Компания, караулившая развилку на углу парка, была живописна по причине своей разношёрстности: я сидел на краю дощатого настила между радиотехником-любителем, который к тому моменту успел дважды пропасть за Северными воротами и вернуться, и его подружкой, в которую я был немного влюблён. Романист Шако покачивался на складном табурете и бурчал, что не знает, какая вожжа погнала его с нами, когда у него дома стынет прерванный на полуслове абзац. Джулиан самораспинался на парковой ограде и, ясное дело, демонстративно ни на что не надеялся.
Я узнал их не сразу — повзрослевших на год, пятнистых от слезающего загара, осунувшихся, одинаково длинноволосых. А когда узнал — взвыл и схватился за сердце.
— Десять раз проверил кузов перед выездом, — вздохнул Джулиан. — И ради чего?
На спуске девочка встала на педалях, что-то сказала брату — тот энергично кивнул.
— Ну что, козлина, не ждал, что догоним? — закричала она с дистанции в несколько метров.
Троица на краю дощатого настила бросилась врассыпную, но тревога оказалась ложной: затормозили дети эффектно и симметрично, правда у мальчика при развороте слетела цепь — велосипед проникся ощущением исполненного долга и приступил к этапу бунта.
Убежать далеко я не успел: трещотки повисли на мне гиперактивными коалами и завели речитатив про синюю воду. Огромные, пустые рюкзаки хлопали за их спинами расписными парашютами. Когда отхлынула первая волна воплей, мальчик, который всегда был довольно вежливым, особенно на контрасте со своим постоянным фоном, сказал:
— Здравствуйте. Извините за навязчивость.
Это предназначалось уже не мне.
— Сколько дней вы ехали? — произнёс Джулиан, манкируя вопросительной интонацией.
Из бурного дуэта чудом проклюнулось зерно истины: долго, очень долго — с начала лета.
— Не буду гадать, куда смотрели родители...
— Но я всё-таки расскажу! — перебила его девочка.
— Слезьте с меня! — взмолился я. — Где моё печенье, ушлёпки?

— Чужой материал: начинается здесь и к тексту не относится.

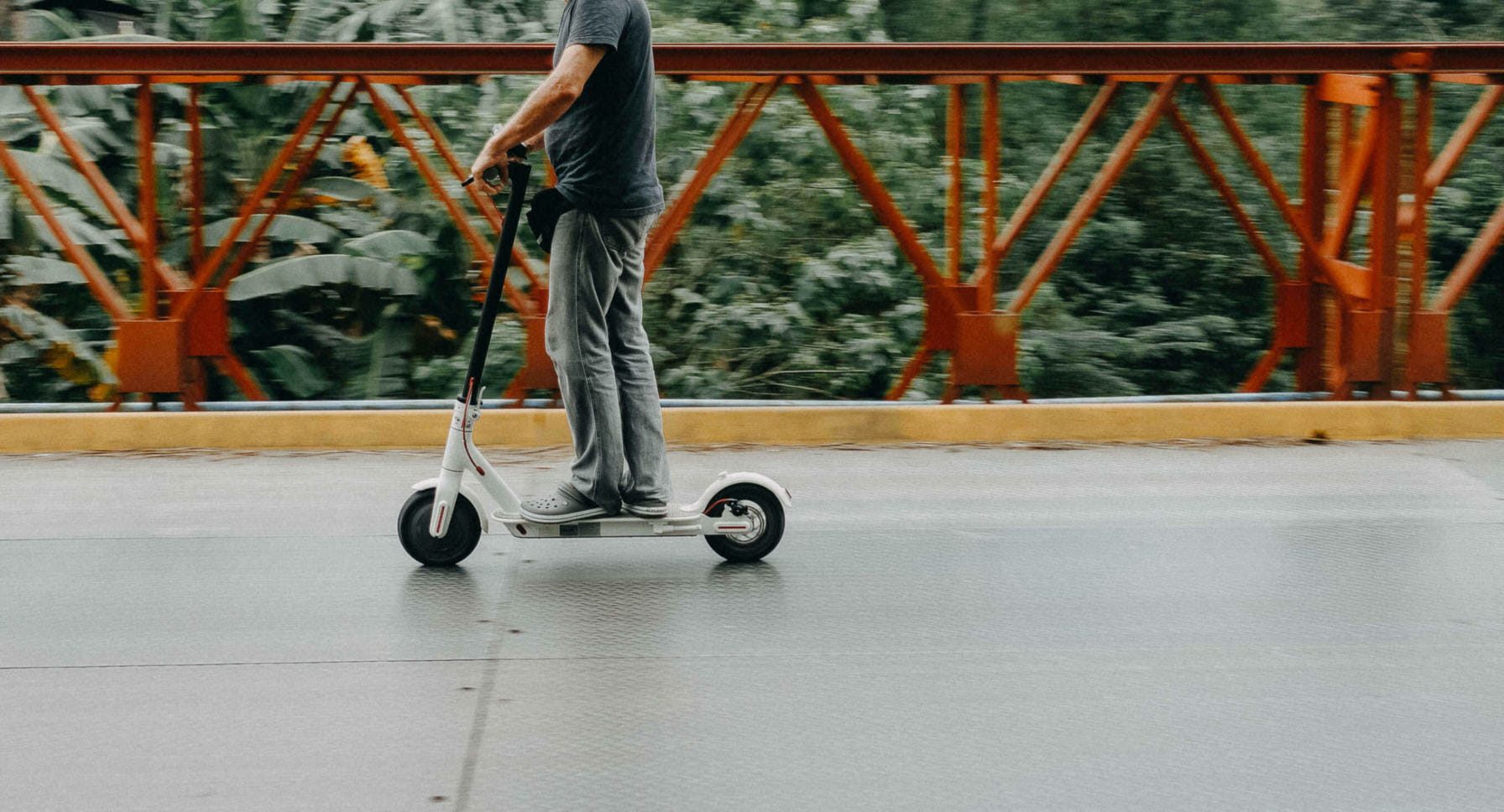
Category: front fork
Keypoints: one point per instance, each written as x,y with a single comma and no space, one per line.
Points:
457,457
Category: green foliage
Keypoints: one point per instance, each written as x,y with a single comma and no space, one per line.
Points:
781,284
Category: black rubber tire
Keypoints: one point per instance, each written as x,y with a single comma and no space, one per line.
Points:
759,548
455,546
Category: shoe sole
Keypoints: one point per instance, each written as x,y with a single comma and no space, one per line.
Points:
564,518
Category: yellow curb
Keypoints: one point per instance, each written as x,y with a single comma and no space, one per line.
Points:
765,426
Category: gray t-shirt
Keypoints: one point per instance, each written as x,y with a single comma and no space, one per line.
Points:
602,148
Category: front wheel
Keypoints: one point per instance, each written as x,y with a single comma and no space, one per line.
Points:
765,516
453,546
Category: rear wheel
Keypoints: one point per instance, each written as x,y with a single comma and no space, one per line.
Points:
763,513
453,546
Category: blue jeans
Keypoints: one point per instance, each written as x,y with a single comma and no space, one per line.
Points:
600,352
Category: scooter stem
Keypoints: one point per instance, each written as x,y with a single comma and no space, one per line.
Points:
459,453
518,172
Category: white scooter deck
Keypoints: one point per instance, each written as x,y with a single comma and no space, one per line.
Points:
614,527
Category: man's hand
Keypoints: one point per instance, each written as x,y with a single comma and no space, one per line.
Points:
492,155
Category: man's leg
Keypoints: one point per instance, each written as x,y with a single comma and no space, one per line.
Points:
641,415
582,282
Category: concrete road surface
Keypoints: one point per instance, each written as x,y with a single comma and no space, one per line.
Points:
1128,627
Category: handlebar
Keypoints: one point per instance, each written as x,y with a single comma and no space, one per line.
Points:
492,174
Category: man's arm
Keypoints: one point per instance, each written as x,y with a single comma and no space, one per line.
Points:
543,107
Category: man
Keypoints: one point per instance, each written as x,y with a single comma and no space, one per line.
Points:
594,115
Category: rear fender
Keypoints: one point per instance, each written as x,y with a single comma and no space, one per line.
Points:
725,480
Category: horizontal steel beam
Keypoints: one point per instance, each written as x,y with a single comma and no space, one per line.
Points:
892,60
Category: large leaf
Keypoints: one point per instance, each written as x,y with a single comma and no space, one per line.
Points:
384,357
83,233
60,178
294,370
347,190
319,269
57,346
7,211
44,271
285,227
391,246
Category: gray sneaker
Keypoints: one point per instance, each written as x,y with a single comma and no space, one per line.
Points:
645,508
563,506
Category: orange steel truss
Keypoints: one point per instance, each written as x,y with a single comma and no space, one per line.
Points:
1339,319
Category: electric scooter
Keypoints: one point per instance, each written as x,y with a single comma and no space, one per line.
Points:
740,514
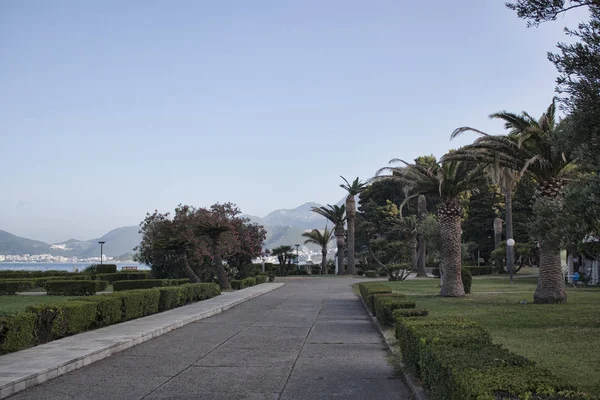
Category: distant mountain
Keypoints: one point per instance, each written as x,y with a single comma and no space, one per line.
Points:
12,244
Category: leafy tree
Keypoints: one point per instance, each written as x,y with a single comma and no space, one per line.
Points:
337,215
284,256
353,190
447,181
321,239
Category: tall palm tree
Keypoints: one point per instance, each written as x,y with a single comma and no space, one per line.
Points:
320,239
214,230
529,148
447,181
353,190
337,215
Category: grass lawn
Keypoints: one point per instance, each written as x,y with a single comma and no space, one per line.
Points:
563,338
20,302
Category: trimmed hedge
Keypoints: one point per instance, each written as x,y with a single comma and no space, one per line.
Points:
122,276
467,279
74,288
414,334
484,372
16,331
385,304
408,313
146,283
11,287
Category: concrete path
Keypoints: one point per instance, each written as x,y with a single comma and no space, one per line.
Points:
311,339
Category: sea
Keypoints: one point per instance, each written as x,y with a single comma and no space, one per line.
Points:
71,267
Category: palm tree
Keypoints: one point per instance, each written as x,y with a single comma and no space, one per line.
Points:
529,148
447,181
353,190
320,239
214,230
337,215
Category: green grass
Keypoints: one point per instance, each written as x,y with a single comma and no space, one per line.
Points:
21,302
564,338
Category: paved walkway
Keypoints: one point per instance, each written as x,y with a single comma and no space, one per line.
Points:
311,339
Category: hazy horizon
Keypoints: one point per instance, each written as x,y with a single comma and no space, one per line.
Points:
111,110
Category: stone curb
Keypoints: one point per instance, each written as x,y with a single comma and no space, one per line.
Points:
418,393
26,368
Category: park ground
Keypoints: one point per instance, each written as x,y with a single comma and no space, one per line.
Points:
563,337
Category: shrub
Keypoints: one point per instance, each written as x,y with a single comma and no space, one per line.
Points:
408,313
74,288
483,372
467,279
108,309
138,303
122,276
11,287
16,331
371,274
385,304
414,334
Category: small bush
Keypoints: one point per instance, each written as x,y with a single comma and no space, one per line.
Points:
414,334
11,287
483,372
466,279
408,313
385,304
108,309
74,288
16,331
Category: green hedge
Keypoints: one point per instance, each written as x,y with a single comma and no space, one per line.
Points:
408,313
385,304
146,283
13,286
122,276
16,331
414,334
74,288
484,372
467,279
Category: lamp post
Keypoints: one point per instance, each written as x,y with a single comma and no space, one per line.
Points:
101,245
510,243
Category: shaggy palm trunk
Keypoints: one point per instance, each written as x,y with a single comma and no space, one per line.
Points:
550,287
421,210
351,216
450,233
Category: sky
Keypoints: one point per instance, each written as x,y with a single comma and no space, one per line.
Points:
112,109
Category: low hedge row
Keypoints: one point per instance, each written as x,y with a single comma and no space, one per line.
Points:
386,304
456,360
43,323
74,288
146,283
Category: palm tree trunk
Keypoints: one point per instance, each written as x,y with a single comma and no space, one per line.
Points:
351,225
550,287
510,250
340,254
189,271
451,256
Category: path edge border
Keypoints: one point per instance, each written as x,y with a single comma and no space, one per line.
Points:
42,376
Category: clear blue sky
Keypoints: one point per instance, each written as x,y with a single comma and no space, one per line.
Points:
110,109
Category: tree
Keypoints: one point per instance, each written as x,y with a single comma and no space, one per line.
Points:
320,239
284,256
447,181
529,148
353,190
337,216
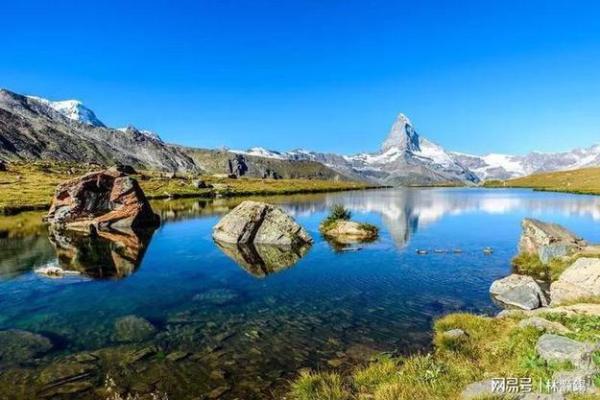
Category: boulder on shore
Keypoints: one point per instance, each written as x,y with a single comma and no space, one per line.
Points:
519,291
347,232
260,223
547,240
579,281
555,348
101,201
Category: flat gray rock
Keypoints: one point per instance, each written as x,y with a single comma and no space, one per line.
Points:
547,240
544,325
260,223
555,348
520,291
579,281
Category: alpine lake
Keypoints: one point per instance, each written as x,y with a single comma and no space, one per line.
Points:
171,312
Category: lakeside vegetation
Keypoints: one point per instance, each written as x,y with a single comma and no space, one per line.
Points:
490,348
579,181
30,185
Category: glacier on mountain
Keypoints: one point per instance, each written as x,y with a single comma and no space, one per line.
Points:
71,109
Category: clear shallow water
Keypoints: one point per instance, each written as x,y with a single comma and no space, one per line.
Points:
246,335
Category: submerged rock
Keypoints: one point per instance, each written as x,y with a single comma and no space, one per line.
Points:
101,201
579,281
66,377
344,231
519,291
17,346
260,223
548,241
132,328
53,271
217,296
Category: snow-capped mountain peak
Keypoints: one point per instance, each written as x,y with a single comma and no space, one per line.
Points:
405,158
71,109
402,135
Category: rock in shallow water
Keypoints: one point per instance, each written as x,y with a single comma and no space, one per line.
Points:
103,200
260,223
519,291
17,346
347,232
132,328
219,296
547,240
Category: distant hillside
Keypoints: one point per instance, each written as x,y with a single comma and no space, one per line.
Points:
34,129
584,180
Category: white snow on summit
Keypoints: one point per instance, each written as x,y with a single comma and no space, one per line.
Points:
71,109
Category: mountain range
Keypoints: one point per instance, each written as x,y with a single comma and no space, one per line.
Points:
33,128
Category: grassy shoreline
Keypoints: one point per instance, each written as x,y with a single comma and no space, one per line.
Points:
581,181
30,186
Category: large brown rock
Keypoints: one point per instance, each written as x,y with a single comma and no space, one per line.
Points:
548,240
260,223
101,201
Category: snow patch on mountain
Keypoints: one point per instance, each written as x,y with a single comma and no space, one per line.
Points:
71,109
133,130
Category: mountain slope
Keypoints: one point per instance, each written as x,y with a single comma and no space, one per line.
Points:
502,166
583,180
32,128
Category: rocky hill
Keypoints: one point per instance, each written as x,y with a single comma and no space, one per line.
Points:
32,128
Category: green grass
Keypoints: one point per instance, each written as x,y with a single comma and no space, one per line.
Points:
530,264
492,348
31,185
582,181
337,212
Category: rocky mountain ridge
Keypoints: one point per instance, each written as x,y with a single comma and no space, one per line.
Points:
408,158
33,128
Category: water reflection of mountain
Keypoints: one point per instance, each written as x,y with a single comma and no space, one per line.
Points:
262,260
403,211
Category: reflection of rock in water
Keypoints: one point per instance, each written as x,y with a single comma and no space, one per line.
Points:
261,260
19,255
103,255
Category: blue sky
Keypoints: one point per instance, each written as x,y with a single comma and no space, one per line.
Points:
474,76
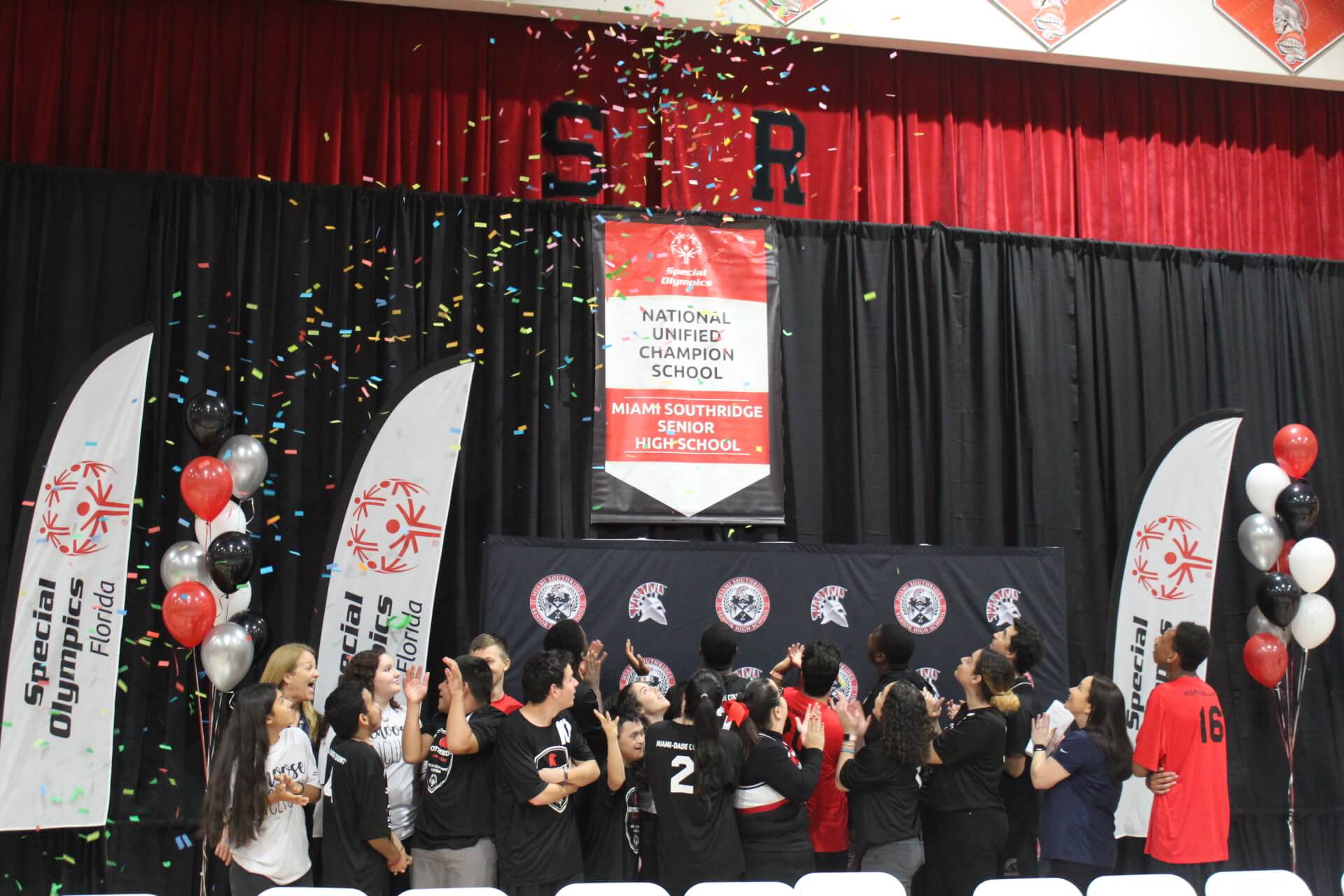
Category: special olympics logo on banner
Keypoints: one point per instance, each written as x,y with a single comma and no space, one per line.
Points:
827,606
930,678
920,606
1002,609
647,603
686,246
556,597
846,685
384,530
77,526
660,676
1167,558
742,603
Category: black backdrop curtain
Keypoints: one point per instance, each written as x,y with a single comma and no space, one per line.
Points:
997,390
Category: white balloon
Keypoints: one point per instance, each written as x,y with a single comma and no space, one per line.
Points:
232,519
1313,622
1312,564
1264,484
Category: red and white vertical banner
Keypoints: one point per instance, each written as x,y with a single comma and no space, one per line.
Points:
689,375
1167,573
385,550
66,598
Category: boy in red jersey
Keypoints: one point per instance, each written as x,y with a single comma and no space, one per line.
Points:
1182,750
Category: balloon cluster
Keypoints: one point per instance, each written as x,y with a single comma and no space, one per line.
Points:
201,574
1296,567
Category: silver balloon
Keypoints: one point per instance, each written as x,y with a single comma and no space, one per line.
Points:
1259,624
185,562
246,460
1261,540
226,653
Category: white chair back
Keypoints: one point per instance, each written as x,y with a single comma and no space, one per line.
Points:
1027,887
1145,884
634,888
1256,883
739,888
859,883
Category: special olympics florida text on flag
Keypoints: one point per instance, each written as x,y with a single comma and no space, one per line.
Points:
67,592
386,547
1167,573
689,378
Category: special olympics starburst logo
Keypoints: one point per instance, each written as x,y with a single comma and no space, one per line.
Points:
686,246
388,526
1167,556
80,503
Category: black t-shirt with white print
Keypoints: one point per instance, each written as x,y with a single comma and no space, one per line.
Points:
536,844
610,822
354,813
458,804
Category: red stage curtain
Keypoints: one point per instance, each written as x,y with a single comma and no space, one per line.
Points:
324,92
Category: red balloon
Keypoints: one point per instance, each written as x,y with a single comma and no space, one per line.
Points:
1266,659
1282,556
190,613
1294,449
206,485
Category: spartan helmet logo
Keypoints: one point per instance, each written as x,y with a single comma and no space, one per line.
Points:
827,606
686,246
647,603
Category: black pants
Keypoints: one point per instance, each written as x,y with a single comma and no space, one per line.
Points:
1077,874
1195,875
774,865
962,850
549,888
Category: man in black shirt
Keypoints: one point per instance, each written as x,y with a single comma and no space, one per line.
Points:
1023,647
359,846
587,660
890,648
454,830
610,817
540,761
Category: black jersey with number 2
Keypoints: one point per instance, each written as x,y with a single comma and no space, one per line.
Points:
696,841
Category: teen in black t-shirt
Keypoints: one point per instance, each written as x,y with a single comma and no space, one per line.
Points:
968,817
881,777
540,762
774,788
358,843
1023,647
692,766
454,832
610,812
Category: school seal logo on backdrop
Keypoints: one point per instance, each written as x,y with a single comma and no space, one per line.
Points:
742,603
920,606
556,597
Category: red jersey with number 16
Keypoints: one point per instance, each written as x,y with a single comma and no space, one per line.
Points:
1184,731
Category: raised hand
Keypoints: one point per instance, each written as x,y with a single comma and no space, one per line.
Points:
416,684
636,660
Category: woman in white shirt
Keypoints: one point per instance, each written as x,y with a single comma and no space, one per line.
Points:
374,669
262,774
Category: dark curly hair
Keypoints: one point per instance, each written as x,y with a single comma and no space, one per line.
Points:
905,727
362,668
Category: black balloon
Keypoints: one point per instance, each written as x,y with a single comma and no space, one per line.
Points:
1277,597
210,419
255,628
1297,508
230,558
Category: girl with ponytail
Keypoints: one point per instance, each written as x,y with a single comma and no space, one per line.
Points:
261,777
692,764
968,818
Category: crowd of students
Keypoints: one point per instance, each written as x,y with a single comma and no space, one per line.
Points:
722,778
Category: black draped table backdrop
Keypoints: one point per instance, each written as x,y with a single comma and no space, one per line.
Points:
949,387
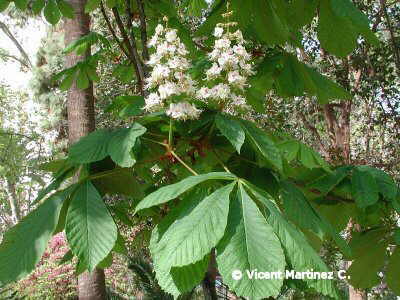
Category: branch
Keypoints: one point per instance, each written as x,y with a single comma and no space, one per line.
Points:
22,62
134,56
8,33
143,30
392,37
116,38
315,132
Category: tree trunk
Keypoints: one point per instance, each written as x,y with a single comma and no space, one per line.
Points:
15,212
80,107
208,283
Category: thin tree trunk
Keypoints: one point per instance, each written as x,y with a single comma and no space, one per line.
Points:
208,283
15,213
80,107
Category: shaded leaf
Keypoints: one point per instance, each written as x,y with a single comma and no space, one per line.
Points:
170,192
90,229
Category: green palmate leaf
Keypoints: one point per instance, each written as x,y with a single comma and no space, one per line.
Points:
121,182
190,275
196,232
292,78
263,145
24,244
293,149
51,12
299,253
364,188
66,9
342,19
121,144
173,191
299,210
364,269
91,148
232,130
195,7
55,184
90,229
387,186
247,240
392,273
179,280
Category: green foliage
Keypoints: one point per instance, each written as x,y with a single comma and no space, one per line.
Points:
121,143
232,130
364,188
173,191
90,229
392,274
248,237
23,245
263,145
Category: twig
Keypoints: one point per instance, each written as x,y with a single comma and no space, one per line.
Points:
7,32
220,161
116,38
392,37
184,164
134,56
143,30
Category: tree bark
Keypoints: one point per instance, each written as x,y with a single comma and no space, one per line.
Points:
15,212
80,107
210,292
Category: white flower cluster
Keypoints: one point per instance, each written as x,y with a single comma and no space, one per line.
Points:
230,70
169,76
226,79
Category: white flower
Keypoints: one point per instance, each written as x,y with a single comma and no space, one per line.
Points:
236,79
171,36
221,91
213,55
222,43
154,59
168,89
153,41
241,51
183,111
159,29
218,31
153,102
162,49
239,36
182,50
213,72
227,60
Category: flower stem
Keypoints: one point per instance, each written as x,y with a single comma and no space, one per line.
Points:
184,164
157,142
221,162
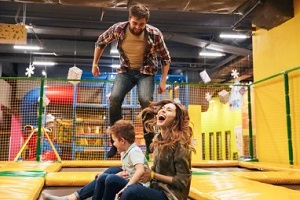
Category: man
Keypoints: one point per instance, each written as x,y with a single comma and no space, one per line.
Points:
140,46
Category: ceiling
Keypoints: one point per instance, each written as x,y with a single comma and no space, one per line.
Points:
68,29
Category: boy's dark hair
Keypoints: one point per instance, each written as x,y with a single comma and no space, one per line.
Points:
123,129
140,11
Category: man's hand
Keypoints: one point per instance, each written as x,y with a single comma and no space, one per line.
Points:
161,88
95,70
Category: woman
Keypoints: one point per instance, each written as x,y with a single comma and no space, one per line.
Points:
171,172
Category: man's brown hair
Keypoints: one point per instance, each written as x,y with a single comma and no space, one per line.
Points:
140,11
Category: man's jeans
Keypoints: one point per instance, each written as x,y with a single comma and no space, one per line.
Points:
123,83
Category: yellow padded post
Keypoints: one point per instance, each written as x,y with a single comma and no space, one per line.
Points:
16,188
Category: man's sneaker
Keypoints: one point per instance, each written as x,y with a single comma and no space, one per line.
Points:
112,152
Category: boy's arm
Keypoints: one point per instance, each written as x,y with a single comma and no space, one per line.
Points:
137,175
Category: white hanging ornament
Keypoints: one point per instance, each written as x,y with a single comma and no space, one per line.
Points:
29,70
234,73
208,96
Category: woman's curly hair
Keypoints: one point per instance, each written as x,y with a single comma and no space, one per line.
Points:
180,131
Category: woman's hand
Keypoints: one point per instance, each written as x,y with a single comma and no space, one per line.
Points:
146,176
124,174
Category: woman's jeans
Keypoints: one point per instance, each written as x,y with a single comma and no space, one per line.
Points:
123,84
88,190
140,192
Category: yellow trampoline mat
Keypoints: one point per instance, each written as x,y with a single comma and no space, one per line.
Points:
205,185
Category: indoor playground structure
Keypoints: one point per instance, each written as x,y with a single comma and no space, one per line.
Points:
54,135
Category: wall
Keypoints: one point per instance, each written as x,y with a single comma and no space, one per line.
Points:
275,51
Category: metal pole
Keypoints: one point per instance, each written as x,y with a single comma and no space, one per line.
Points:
288,118
38,152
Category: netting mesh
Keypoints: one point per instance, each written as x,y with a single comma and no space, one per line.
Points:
70,121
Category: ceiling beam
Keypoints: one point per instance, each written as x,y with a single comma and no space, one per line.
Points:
205,43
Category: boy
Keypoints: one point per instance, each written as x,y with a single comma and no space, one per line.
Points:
106,186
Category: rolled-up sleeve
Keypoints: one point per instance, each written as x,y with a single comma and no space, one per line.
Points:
162,49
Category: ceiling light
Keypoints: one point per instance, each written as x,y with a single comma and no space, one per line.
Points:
114,51
44,63
205,53
234,36
30,26
27,47
115,66
44,53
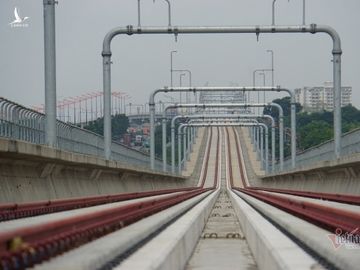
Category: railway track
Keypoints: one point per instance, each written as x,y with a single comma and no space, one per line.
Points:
338,217
129,226
27,246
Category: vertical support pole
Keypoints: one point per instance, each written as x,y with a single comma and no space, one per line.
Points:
173,150
179,150
188,143
152,135
107,105
281,136
164,141
184,146
337,102
262,147
273,147
50,72
293,135
266,150
258,142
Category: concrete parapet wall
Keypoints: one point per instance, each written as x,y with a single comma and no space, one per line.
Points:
336,176
30,172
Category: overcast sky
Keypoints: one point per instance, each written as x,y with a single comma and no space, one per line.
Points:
141,63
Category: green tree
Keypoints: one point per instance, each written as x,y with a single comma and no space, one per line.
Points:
119,125
314,133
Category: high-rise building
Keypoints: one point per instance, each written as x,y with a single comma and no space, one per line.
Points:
321,98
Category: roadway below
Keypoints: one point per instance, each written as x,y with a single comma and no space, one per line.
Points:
224,221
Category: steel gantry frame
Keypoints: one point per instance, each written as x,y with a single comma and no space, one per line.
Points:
224,124
225,89
224,105
257,29
213,116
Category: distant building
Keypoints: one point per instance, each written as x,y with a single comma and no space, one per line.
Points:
321,98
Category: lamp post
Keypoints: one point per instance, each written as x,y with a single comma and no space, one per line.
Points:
272,66
190,82
181,75
171,67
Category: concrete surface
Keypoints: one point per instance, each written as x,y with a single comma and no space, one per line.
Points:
94,255
222,244
312,236
30,172
194,155
271,248
172,248
337,176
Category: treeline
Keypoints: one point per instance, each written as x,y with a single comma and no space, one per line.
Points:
119,126
313,128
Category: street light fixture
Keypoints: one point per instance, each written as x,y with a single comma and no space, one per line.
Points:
272,66
171,67
181,75
264,82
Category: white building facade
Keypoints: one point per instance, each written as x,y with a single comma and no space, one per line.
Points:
321,98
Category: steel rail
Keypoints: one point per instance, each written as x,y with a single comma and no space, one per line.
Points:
329,218
341,198
12,211
25,247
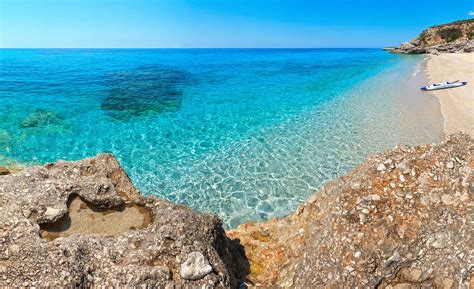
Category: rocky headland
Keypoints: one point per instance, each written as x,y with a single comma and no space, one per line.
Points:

Сползая на доски тротуара, мальчик соблаговолил вспыхнуть и бросить виноватый взгляд на бывшего хозяина дачи с верандой, но сестра его развела руками:
— Всё по дороге схавали, в рюкзаках уже два дня ни крошки, — и переключилась на Джулиана: — Аудиокниги не канают, проверено!
— С неопределённостью покончено, мы в аду, — сказал он мне. — Возьмите на себя хоть одного и пойдёмте, пока не начались голодные обмороки...
Тут Шако, замерший на своём складном табурете, крупно вздрогнул и сообщил, что бросает пить. Его манифесту никто не поверил — поверили голосу, до той поры проступавшему лишь на бумаге.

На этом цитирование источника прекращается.